NASA sees massive Tropical Storm Lowell close enough to trouble Baja CaliforniaAugust 22, 2014 by Rob Gutro in Earth / Earth Sciences
Although Tropical Storm Lowell is not over land the storm is large enough to cause strong ocean swells in Baja California. NASA's Terra satellite passed over Lowell and captured an image that shows how it dwarfed Tropical Storm Karina.
The National Hurricane Center noted that swells generated by Lowell will affect the west coast of the Baja California, Mexico, peninsula and portions of the coast of southern California through the weekend of August 23 and 24. These swells are likely to cause life-threatening surf and rip current conditions.
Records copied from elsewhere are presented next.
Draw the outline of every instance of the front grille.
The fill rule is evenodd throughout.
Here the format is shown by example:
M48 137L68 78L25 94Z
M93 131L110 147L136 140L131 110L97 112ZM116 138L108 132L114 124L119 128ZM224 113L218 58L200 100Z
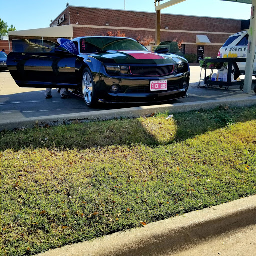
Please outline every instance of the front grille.
M140 76L158 78L170 76L174 70L174 65L158 66L130 66L132 74Z

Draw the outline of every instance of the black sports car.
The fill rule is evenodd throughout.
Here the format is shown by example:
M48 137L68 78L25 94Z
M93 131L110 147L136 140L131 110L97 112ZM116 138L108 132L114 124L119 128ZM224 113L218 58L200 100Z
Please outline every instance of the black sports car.
M186 96L187 60L167 49L152 52L133 39L90 36L72 41L12 41L7 65L20 87L68 88L87 106L164 102ZM162 52L162 54L161 54Z
M2 52L0 52L0 70L8 69L6 60L7 54Z

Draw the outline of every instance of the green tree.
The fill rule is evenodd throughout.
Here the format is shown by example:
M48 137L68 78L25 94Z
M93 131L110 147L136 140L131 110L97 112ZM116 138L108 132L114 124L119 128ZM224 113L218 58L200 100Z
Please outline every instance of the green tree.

NASA's Terra satellite passed over Lowell when it was still a hurricane on August 21 at 18:45 UTC (2:45 p.m. EDT). The Moderate Resolution Imaging Spectroradiometer or MODIS instrument aboard Terra showed a large ragged eye-like feature in Lowell. By August 22, the cloud top temperatures in the thunderstorms surrounding the eye feature continued to warm and decrease in coverage from the previous day, indicating that the evaporation and uplift in the air is waning and thunderstorms are not getting as high in the atmosphere.
NOAA's GOES-West satellite captured a trio of tropical tempests in a train across the Eastern Pacific all in one image on Aug. 22 at 5 a.m. EDT with Lowell in the center. Tropical Storm Karina, dwarfed by Lowell's massive size, is located farthest west followed by Tropical Storm Lowell and Tropical Storm Marie, to the east, located near the southern coast of Mexico.
At 5 a.m. EDT (0900 UTC), Tropical Storm Lowell's maximum sustained winds dropped to 65 mph (100 kph) and gradual weakening is expected over the next couple of days. In fact, Lowell is expected to become a post- tropical storm over the weekend of August 23 and 24. The center of Tropical Storm Lowell was located near latitude 21.5 north and longitude 123.4 west. That's about 870 miles (1,395 km) west of the southern tip of Baja California. Lowell is moving toward the northwest near 8 mph (13 kph) and this general motion is expected to continue during the next couple of days.
Forecaster Daniel Brown at the National Hurricane Center noted "Lowell will be moving over progressively cooler waters and into a drier and more stable environment during the next several days. This should lead to gradual weakening, and Lowell is expected to become a gale-force post-tropical cyclone in a couple of days."